Le gouvernement devrait renoncer à son approche inhumaine de la migration dans le nord de la France

Gérald Darmanin s'adresse aux policiers au sujet de leur travail dans le domaine de l'immigration irrégulière, le 9 octobre 2021 près de Calais, en France. © 2021 Louis Witter/Le Pictorium/Cover Images/AP Images

Deux jours après la publication, le 7 octobre, d’un rapport de Human Rights Watch documentant le traitement dégradant infligés aux migrants par les autorités françaises dans et autour de Calais, Gérald Darmanin a publiquement réfuté les conclusions du rapport déclarant qu’il s’agissait « manifestement de mensonges ». « Pas un policier et pas un gendarme sur la côte littorale n’a été poursuivi par la justice », a-t-il affirmé, avant de louer « l’humanité » de la police envers les migrants.

Soyons clairs : notre rapport est basé sur plusieurs visites de terrain à Calais et Grande Synthe et leurs environs entre octobre 2020 et juillet 2021. Nous avons mené des entretiens avec 60 personnes migrantes -dont 40 enfants non accompagnés- et des membres d’associations humanitaires et consulté de multiples vidéos, photos, articles de presse et rapports d’autres organisations.
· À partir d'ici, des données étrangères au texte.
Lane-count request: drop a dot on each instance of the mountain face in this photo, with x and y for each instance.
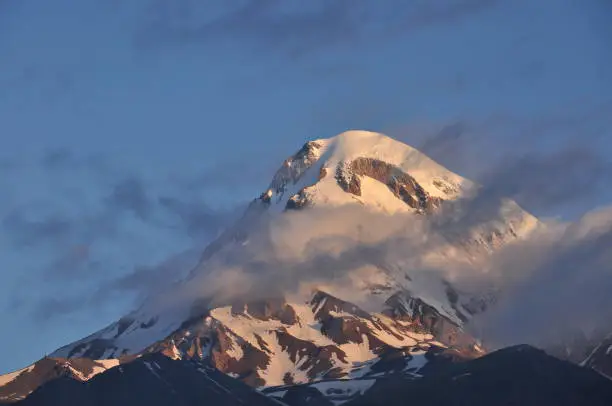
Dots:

Les preuves confirment les faits : les pratiques abusives de la part des autorités et de la police ont non seulement persisté mais se sont intensifiées depuis le démantèlement du vaste camp dit de « la Jungle » à Calais, il y a cinq ans.

Ces abus consistent notamment en un harcèlement policier quasi constant, des expulsions forcées routinières et parfois brutales de campements de fortune, la confiscation et la destruction régulières des tentes, bâches, couvertures et maigres effets personnels, et des obstructions à l’aide humanitaire.
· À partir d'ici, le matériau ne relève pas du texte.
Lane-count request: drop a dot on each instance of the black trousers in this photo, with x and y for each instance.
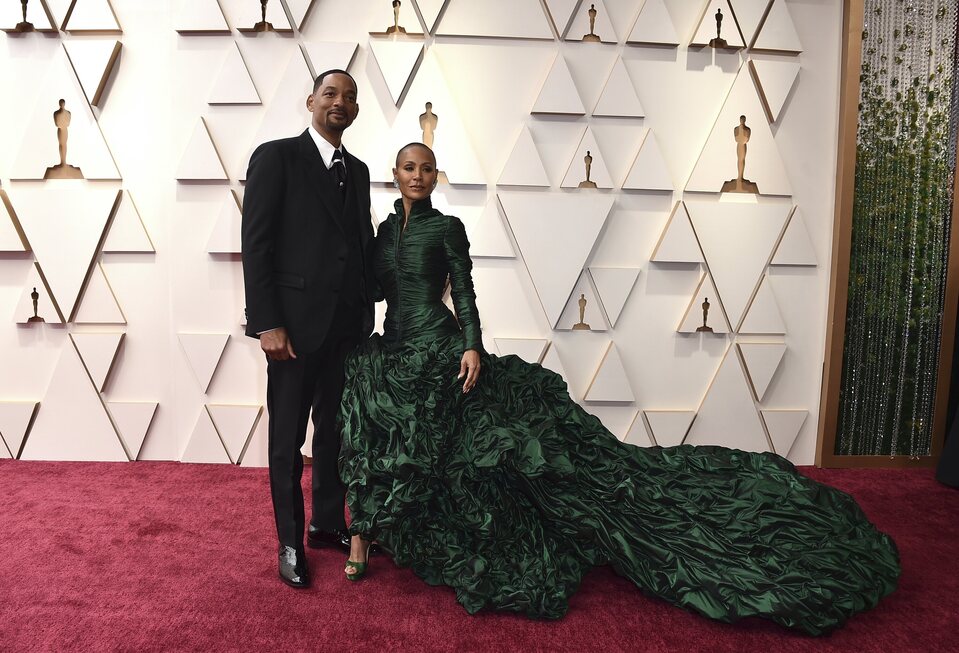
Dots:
(312, 381)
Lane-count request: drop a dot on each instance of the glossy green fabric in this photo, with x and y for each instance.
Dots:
(511, 493)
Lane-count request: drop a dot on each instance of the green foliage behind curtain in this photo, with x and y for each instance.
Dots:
(901, 226)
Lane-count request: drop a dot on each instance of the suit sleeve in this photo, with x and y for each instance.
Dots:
(461, 283)
(262, 204)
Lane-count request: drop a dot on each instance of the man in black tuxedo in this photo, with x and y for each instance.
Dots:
(306, 231)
Depuis des années, le Défenseur des droits dénonce une « traque » aux migrants dans le Calaisis, les « traitements dégradants et inhumains » qu’ils subissent, et leur état « d’épuisement physique et mental » qui en résulte. Human Rights Watch et d’autres ont également documenté à maintes reprises le harcèlement policier à l’égard des personnes apportant une aide humanitaire.

Ces abus policiers s’inscrivent dans le cadre plus large d’une politique officielle visant à dissuader les migrants de se rendre et de se regrouper dans le nord de la France en leur rendant la vie la plus misérable possible.

Par ailleurs, l’affirmation du ministre selon laquelle aucun membre des forces de l’ordre intervenant sur le littoral nord n’a été poursuivi en justice est fausse : le tribunal correctionnel de Boulogne-sur-Mer a récemment condamné un CRS pour la violente agression d’un bénévole lors de l’évacuation d’un campement à Calais. Ses propos laissant entendre que l’absence de poursuites prouve l’absence d’abus sont profondément fallacieux : les abus sont commis à l’encontre de personnes sans statut légal, qui tentent de survivre pour atteindre le Royaume-Uni le plus vite possible, et qui seront inévitablement réticentes à porter plainte contre la police.

Plutôt que de nier les faits, Gérald Darmanin devrait renoncer à l’approche de son gouvernement qui non seulement ne dissuade pas les nouvelles arrivées dans le nord ni les dangereuses traversées irrégulières de la Manche, mais surtout inflige des souffrances intolérables. Le résultat de cette politique délibérée est loin de toute humanité.